Modelling Carbon Dynamics and Restoration Strategies across Peatlands in Scotland

Peatlands, covering just 3% of Earth’s surface, hold 15–30% of global soil carbon stocks. However, land use and drainage contribute 5–10% of human-driven CO₂ emissions, depleting long-stored carbon. In the UK, peatlands span 12% of land, emitting 23,100 kt CO₂e annually. Scotland, where peatlands cover 20–25%, has a net-zero by 2045 targets, and aims to counter current estimated peatland emissions of 8.8–9.7 Mt CO₂ annually via restoration efforts. Peatland carbon dynamics under varying drainage and rewetting conditions as well as under different future climate change scenarios (Representative Concentration Pathway (RCP) scenarios—RCP 2.6 and RCP 8.5) were therefore explored using the ecosystem model Wetland-DNDC across two contrasting sites. 

One site, located at Cross Lochs in Forsinard (UK-CLS), represents a near-natural blanket bog that currently serves as a robust carbon sink, whereas the other, an eroding oceanic blanket bog in the Cairngorms (UK-BAM), acts as a net source of carbon dioxide emissions. Prior to hydrological simulation, Wetland-DNDC runs across each of the two sites were validated against eddy covariance derived net ecosystem exchange (NEE), gross primary productivity (GPP), ecosystem respiration (ER) and evapotranspiration data (ET).

Compared to baseline scenario of no drainage, continuous drainage at 5 cm from 1861 till 2020 and then rewetting to 5 cm from 2020 to 2100 induced different rates of recovery for the three dominant vectors of carbon exchange. For example, increase in the sequestration capacity (NEE) by 84% across UK-BAL compared to 21% across UK-CLS at the end of simulation period was triggered by corresponding increase in GPP.  However, neither the undrained baseline scenario at Balmoral nor the drained state at CrossLochs can be validated, which introduces a degree of uncertainty in interpreting these simulated outcomes.

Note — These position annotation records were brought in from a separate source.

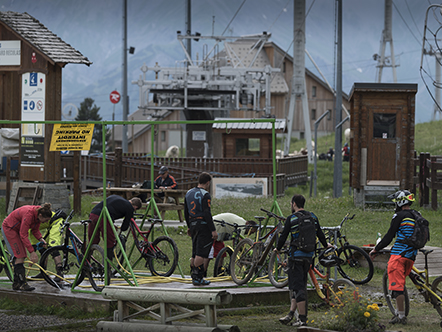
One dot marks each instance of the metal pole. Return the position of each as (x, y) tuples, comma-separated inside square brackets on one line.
[(316, 147), (337, 174), (125, 111)]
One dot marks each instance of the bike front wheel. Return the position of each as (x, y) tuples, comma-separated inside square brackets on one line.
[(357, 266), (222, 264), (340, 287), (278, 268), (165, 257), (242, 262), (94, 267), (436, 287), (391, 302), (66, 272)]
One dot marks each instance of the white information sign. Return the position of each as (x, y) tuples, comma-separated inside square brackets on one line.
[(10, 52), (33, 103)]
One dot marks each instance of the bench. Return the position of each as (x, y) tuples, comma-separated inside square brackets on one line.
[(167, 301), (163, 207)]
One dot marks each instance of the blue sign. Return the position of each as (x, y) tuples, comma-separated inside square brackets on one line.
[(32, 79)]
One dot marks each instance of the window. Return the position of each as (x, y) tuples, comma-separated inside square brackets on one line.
[(313, 114), (247, 147), (384, 125)]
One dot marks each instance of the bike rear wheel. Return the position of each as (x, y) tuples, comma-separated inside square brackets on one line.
[(391, 302), (3, 264), (357, 266), (94, 267), (222, 264), (278, 268), (436, 287), (242, 263), (165, 257), (69, 267)]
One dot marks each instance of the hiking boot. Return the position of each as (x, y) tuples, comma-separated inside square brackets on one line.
[(24, 286), (287, 319), (299, 323), (397, 320)]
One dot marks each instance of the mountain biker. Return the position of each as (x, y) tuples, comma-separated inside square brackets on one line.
[(299, 261), (15, 230), (53, 238), (402, 256), (118, 207), (200, 227)]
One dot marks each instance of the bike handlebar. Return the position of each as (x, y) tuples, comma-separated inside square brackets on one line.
[(271, 214)]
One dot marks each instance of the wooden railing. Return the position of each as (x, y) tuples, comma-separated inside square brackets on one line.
[(125, 170)]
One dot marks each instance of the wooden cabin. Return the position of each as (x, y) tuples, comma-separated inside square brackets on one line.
[(381, 140)]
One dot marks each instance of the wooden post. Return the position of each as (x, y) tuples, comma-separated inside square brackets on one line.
[(77, 182), (8, 183)]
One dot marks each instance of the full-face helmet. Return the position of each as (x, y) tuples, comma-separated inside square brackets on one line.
[(401, 198), (329, 258)]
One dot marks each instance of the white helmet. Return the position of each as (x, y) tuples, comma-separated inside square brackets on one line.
[(402, 197)]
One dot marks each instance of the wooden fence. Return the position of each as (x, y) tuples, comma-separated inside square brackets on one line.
[(428, 178)]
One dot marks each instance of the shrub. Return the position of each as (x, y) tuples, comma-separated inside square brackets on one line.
[(357, 315)]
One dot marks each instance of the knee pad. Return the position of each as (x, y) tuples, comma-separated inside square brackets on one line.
[(55, 253), (395, 294)]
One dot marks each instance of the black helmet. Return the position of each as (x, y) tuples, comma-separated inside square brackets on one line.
[(329, 258)]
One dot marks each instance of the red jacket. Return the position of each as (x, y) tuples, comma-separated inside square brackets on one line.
[(22, 220)]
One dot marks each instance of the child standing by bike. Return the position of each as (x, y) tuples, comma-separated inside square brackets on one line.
[(300, 258), (402, 256), (15, 230)]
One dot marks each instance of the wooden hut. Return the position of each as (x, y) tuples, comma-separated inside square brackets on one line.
[(381, 140)]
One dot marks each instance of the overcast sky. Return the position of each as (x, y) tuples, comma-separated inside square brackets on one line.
[(94, 27)]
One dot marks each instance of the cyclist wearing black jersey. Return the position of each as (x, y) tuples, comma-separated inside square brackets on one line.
[(200, 227), (402, 256)]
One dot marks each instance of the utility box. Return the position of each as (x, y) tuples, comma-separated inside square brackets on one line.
[(381, 140)]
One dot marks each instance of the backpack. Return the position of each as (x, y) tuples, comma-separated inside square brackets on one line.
[(421, 233), (306, 240)]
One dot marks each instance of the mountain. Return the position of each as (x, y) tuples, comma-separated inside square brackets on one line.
[(94, 27)]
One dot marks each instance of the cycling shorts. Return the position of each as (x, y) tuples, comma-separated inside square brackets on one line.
[(398, 269)]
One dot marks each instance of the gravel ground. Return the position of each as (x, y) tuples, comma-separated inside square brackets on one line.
[(9, 322)]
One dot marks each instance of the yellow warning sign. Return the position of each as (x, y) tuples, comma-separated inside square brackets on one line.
[(72, 137)]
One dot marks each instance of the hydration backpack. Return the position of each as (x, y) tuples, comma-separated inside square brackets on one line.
[(306, 240), (421, 233)]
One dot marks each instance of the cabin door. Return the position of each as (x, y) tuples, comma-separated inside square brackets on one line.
[(383, 150)]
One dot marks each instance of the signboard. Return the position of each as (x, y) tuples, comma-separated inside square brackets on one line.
[(72, 137), (114, 97), (32, 151), (33, 103), (199, 135), (10, 52)]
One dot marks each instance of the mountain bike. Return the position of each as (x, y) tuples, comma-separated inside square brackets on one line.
[(327, 289), (160, 255), (250, 258), (221, 267), (432, 292), (357, 266), (72, 254)]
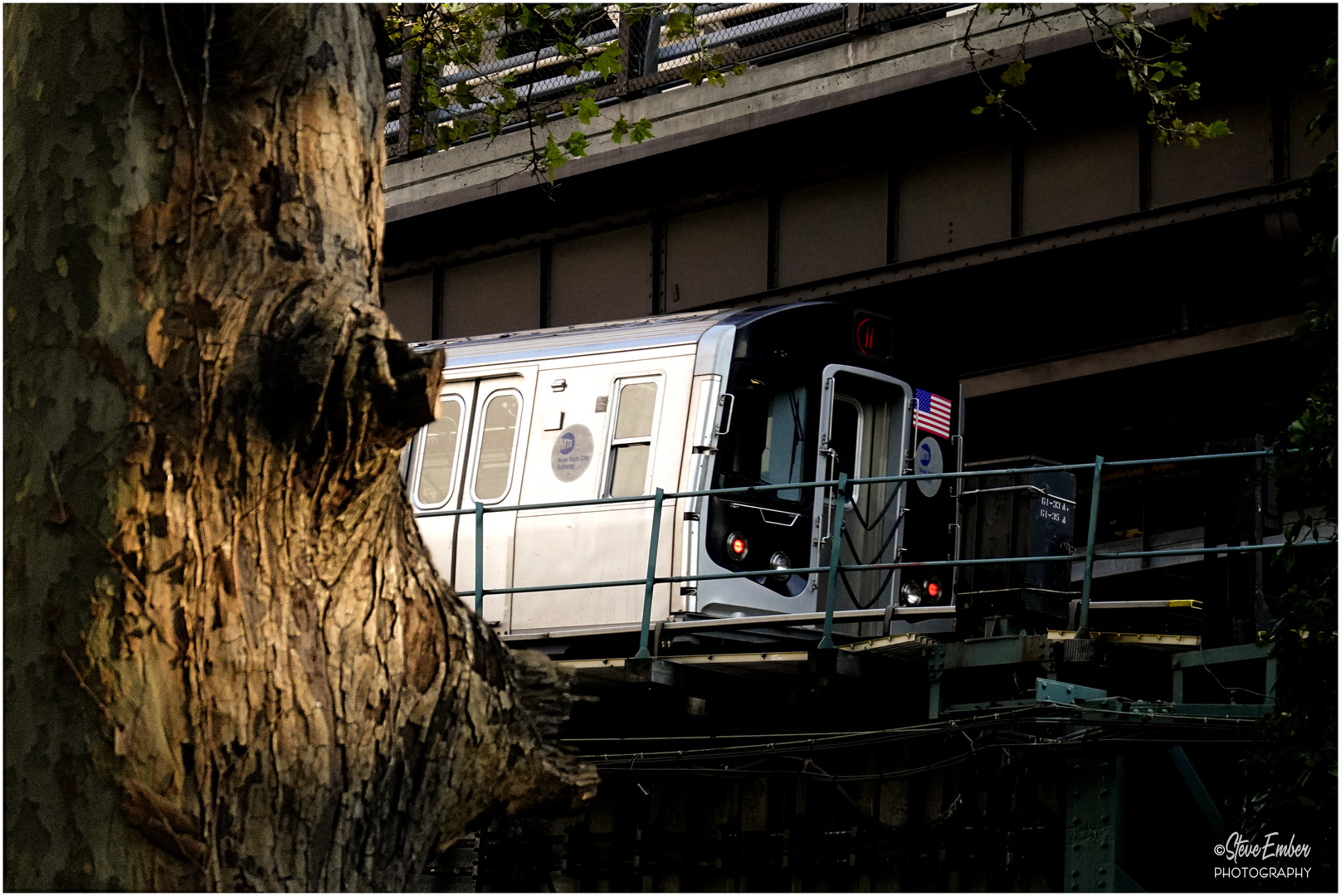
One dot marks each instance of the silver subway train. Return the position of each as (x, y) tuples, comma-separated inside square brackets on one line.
[(723, 398)]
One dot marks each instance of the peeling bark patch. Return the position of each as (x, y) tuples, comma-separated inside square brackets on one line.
[(322, 59)]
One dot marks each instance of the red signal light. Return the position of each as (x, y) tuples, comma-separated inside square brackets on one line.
[(872, 334), (738, 546)]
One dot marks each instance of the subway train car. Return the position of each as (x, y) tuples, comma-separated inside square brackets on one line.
[(720, 398)]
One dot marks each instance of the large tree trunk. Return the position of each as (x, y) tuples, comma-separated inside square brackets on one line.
[(228, 660)]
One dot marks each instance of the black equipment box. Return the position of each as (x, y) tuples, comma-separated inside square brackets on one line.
[(1023, 514)]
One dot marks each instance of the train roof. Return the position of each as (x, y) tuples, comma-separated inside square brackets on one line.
[(587, 338)]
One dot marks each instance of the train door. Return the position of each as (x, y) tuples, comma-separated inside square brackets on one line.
[(627, 423), (474, 451), (864, 424)]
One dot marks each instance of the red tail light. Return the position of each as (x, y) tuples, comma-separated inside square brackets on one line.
[(738, 546)]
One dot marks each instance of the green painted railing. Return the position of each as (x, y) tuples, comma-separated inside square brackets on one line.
[(844, 485)]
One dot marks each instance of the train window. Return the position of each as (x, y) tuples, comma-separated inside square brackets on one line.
[(498, 446), (845, 439), (439, 444), (768, 439), (631, 443)]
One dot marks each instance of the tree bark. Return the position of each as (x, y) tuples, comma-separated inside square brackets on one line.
[(228, 659)]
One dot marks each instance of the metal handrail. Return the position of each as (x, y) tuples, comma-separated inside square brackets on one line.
[(834, 567)]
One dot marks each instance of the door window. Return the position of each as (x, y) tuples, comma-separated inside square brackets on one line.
[(631, 443), (846, 439), (498, 446), (439, 446)]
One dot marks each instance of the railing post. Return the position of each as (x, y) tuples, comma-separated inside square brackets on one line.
[(479, 558), (1082, 631), (652, 572), (827, 643)]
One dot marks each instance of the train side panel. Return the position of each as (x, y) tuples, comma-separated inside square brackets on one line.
[(604, 426)]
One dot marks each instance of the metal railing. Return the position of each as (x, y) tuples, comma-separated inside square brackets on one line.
[(652, 59), (834, 567)]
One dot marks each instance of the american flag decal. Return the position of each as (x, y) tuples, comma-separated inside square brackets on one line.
[(932, 413)]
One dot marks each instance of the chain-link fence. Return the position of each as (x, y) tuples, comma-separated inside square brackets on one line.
[(542, 76)]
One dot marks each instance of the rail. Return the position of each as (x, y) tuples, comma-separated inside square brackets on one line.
[(652, 58), (834, 567)]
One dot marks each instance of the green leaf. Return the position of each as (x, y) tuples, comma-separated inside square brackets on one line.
[(554, 158), (1202, 13)]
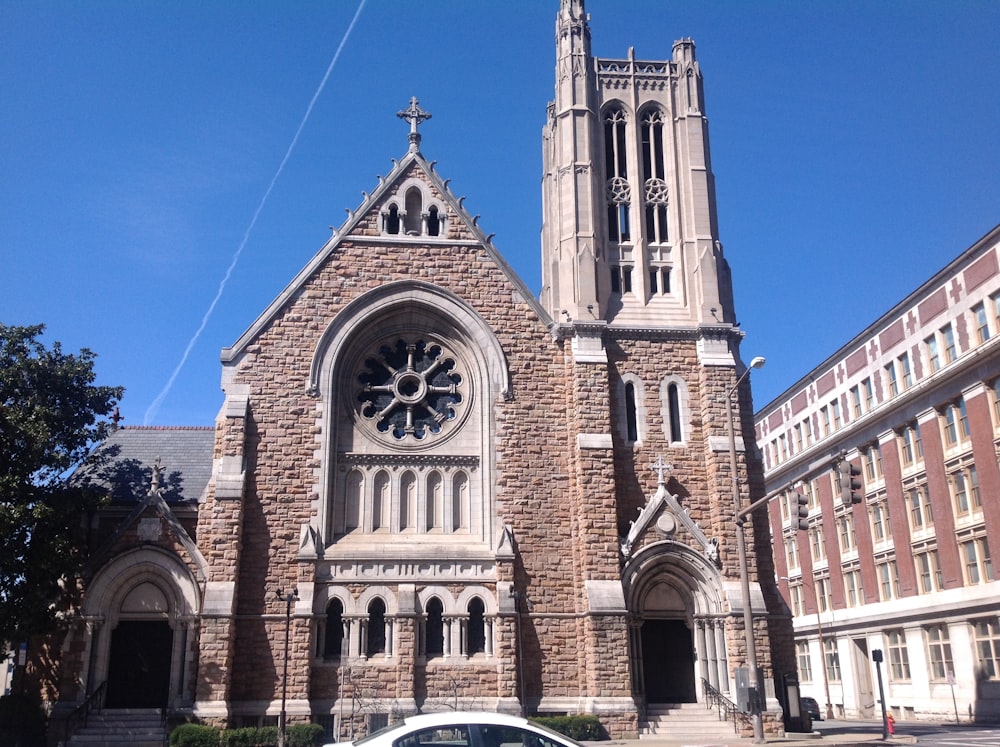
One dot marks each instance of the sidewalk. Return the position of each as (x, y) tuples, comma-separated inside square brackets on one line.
[(815, 739)]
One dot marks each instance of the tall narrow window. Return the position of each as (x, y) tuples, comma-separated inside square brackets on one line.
[(674, 402), (333, 638), (434, 628), (414, 206), (631, 425), (376, 628), (616, 170), (476, 627)]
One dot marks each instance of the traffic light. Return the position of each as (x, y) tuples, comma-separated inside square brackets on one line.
[(800, 511), (850, 484)]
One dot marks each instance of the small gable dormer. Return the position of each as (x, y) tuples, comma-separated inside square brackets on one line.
[(414, 211)]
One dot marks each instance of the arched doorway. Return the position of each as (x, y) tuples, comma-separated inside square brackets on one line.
[(677, 601), (667, 647)]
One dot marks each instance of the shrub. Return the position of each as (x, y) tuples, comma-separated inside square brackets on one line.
[(194, 735), (581, 727), (22, 722)]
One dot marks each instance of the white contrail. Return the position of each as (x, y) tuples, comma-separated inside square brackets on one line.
[(154, 407)]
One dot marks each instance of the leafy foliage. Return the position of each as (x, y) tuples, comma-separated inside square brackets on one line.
[(51, 414), (582, 728)]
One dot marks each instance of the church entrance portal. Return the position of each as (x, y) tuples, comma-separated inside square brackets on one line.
[(139, 664), (668, 662)]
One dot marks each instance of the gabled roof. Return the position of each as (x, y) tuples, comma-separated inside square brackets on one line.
[(123, 465), (386, 188)]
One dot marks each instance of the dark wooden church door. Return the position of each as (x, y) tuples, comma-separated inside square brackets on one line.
[(139, 664)]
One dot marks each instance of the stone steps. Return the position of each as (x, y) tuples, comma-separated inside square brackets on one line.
[(685, 721), (139, 727)]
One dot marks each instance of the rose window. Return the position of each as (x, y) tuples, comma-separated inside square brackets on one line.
[(410, 389)]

Ongoing efforts aim to evaluate the combined effects of peatland management practices (e.g., drainage at varying depths) and climate change (including extreme events) on GHG flux dynamics. Using Wetland-DNDC and its simplified stochastic (random forest) meta-model framework, these analyses will improve the reliability of carbon audit tools in assessing the benefits of peatland restoration under future climate scenarios. This approach will also enable spatial modelling of CO₂ emissions across Scotland's peatlands and support the development of more accurate Tier 2 emission factors for the UK, aligning with national and global climate mitigation goals.